Another very good thing is that the ncnn framework supports GPU acceleration via Vulkan API. ncnn was added to the official repository of Termux (PR #15976) and can be easily installed like other packages.
There is an implementation of Stable Diffusion with ncnn framework by EdVince/Stable-Diffusion-NCNN. I’m going to use the fork of that repository by fengwang/Stable-Diffusion-NCNN to test the image generation capability.

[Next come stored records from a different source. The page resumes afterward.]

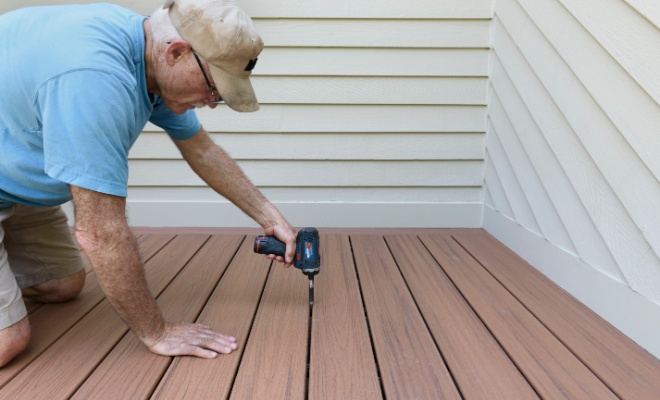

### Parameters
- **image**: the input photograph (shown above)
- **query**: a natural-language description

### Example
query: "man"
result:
[0,0,295,366]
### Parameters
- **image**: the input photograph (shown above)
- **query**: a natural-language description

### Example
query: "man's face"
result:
[159,42,221,114]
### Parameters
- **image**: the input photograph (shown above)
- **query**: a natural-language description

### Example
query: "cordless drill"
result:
[254,228,321,307]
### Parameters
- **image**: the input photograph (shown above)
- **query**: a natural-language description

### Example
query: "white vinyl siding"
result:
[484,0,660,354]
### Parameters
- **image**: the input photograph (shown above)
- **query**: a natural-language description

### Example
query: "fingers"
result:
[150,324,238,358]
[265,223,296,268]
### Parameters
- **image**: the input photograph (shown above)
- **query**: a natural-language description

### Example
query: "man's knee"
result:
[22,270,85,303]
[0,317,30,367]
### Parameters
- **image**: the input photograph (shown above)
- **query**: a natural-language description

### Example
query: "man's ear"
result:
[165,39,192,66]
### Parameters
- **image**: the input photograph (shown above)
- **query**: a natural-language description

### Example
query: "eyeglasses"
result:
[193,51,223,104]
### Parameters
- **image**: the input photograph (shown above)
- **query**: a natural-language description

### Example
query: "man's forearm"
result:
[72,187,165,345]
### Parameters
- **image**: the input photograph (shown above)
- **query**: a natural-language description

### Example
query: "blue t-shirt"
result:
[0,4,201,208]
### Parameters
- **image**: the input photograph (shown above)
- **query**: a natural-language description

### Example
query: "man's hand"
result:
[264,223,296,268]
[146,323,238,358]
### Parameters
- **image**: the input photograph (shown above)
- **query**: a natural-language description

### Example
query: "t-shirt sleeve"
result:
[37,70,137,197]
[149,97,202,140]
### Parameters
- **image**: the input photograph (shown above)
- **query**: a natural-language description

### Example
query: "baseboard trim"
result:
[483,206,660,358]
[64,199,483,228]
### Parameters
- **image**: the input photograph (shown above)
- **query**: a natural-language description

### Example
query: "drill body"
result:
[254,228,321,307]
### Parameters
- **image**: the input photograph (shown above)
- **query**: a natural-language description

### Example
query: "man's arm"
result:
[174,129,296,267]
[70,186,236,358]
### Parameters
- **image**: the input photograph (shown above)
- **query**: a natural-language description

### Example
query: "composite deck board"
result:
[0,235,208,400]
[152,239,270,399]
[309,235,382,400]
[455,230,660,400]
[0,228,660,400]
[422,235,617,400]
[0,234,174,390]
[73,236,242,400]
[229,247,309,400]
[385,236,538,400]
[351,235,461,399]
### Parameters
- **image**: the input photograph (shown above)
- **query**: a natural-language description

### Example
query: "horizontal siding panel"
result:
[486,119,541,233]
[128,186,481,203]
[144,104,486,133]
[253,47,489,77]
[484,155,516,221]
[239,0,492,18]
[625,0,660,29]
[490,33,624,282]
[252,77,488,105]
[255,19,490,48]
[510,0,660,278]
[128,160,482,187]
[560,0,660,103]
[129,133,484,160]
[496,0,660,302]
[488,92,576,254]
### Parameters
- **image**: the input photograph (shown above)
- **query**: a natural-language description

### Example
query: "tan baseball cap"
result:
[163,0,264,112]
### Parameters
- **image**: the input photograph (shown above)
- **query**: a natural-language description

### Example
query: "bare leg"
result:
[21,270,85,303]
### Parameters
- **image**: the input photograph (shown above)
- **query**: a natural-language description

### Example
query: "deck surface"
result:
[0,229,660,400]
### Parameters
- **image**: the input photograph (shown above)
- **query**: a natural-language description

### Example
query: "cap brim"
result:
[209,64,259,112]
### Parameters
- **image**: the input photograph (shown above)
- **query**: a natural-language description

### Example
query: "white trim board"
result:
[64,200,483,228]
[483,206,660,358]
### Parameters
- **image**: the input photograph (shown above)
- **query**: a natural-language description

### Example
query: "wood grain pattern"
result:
[230,248,309,400]
[0,235,209,400]
[421,236,617,400]
[0,234,174,393]
[454,233,660,400]
[385,235,538,400]
[0,228,660,400]
[152,236,274,399]
[351,236,460,399]
[72,235,243,400]
[308,235,382,400]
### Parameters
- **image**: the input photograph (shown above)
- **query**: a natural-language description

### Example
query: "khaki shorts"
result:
[0,204,83,329]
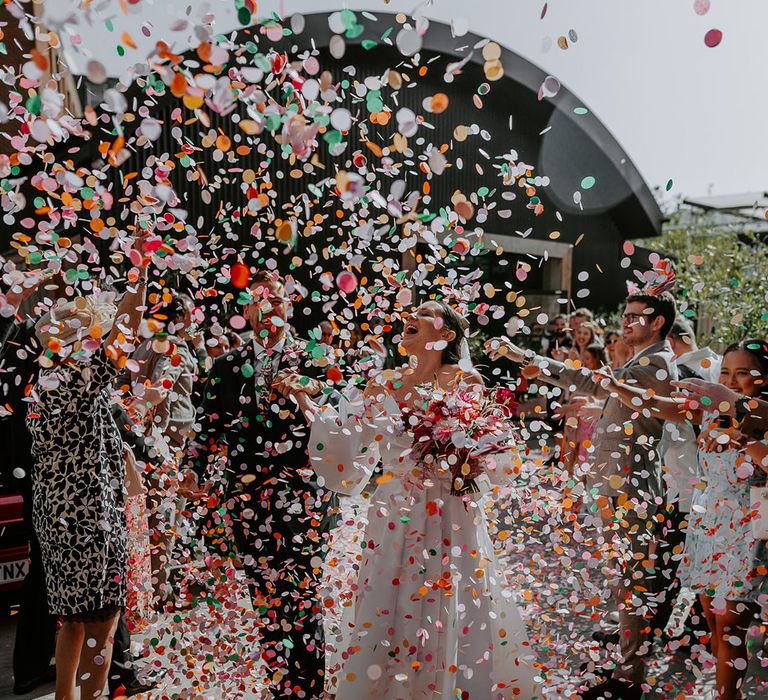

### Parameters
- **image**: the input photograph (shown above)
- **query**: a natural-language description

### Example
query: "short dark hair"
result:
[159,292,195,323]
[584,343,608,365]
[437,301,469,365]
[625,292,677,338]
[723,338,768,399]
[667,314,696,340]
[248,270,285,289]
[571,306,595,321]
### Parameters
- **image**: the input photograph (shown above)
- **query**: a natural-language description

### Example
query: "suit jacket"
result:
[536,340,677,510]
[191,338,338,553]
[121,336,198,447]
[739,399,768,440]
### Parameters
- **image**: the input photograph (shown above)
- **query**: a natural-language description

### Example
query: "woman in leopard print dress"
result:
[27,260,146,700]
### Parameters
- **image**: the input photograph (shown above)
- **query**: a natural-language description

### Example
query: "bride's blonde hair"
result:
[437,301,469,365]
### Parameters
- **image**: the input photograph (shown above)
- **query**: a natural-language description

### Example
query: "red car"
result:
[0,491,29,593]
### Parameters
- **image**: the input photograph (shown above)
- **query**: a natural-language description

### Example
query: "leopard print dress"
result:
[27,350,127,622]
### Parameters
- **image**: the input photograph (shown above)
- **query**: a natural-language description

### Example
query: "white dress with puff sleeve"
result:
[309,388,542,700]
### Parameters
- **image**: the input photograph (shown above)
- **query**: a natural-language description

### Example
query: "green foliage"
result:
[648,210,768,350]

The device (rate my setup) to be used is my ZTE nubia Red Magic 6R (Snapdragon 888 chipset with 8GB RAM). Below is the workflow:
1. Install necessary packages
apt install clang curl git glslang libncnn pkg-config -y
2. Clone the repo
git clone https://github.com/fengwang/Stable-Diffusion-NCNN cd Stable-Diffusion-NCNN
3. Download and extract the model
curl https://github.com/fengwang/Stable-Diffusion-NCNN/releases/download/release/assets.20221204.tar.zst --output assets.20221204.tar.zst tar --use-compress-program=unzstd -xvf assets.20221204.tar.zst
At this point you should have a sub-folder named assets with these files:
assets ├── AutoencoderKL-fp16.bin ├── AutoencoderKL-fp16.param ├── FrozenCLIPEmbedder-fp16.bin ├── FrozenCLIPEmbedder-fp16.param ├── log_sigmas.bin ├── RealESRGAN_x4plus_anime_6B.fp32-sim-sim-opt.bin ├── RealESRGAN_x4plus_anime_6B.fp32-sim-sim-opt.param ├── UNetModel-fp16.bin ├── UNetModel-fp16.param └── vocab.txt
4. Compile the code
g++ -o test test.cpp -funsafe-math-optimizations -Ofast -flto=auto -pipe -march=native -std=c++20 -Wall -Wextra `pkg-config --cflags --libs ncnn` -lstdc++ -pthread -Wl,--gc-sections -flto -lvulkan -lglslang -lSPIRV -fopenmp
By default the original resolution of the generated image will be 512×512 then it will be upscaled 4x to 2048×2048 using xinntao/Real-ESRGAN.
For my phone with limited RAM amount, I have to modify the file stable_diffusion.hpp to disable upscaling (replacing from line #825 to #833 with below code):
//x_samples_ddim = esr4x( x_samples_ddim );
std::cout << "----------------[save]--------------------" << std::endl;
{
std::vector<std::uint8_t> buffer;
buffer.resize( 512 * 512 * 3 );
x_samples_ddim.to_pixels( buffer.data(), ncnn::Mat::PIXEL_RGB );
save_png( buffer.data(), 512, 512, 0, output_png_path.c_str() );
}
5. Run the code
./text
My phone took around 13 minutes to generate a image (and of course it was screaming a lot with the heat also). I consider this as very good, as the phone was able to load the model and generate a 512×512 image, while still spared some little RAM for other apps to not get killed.
Unfortunately at the moment there is no easy way to use different models with ncnn according to this (That’s why I put “Testing” in the title of the post). Hope that in the future there will be someone who can figure this out.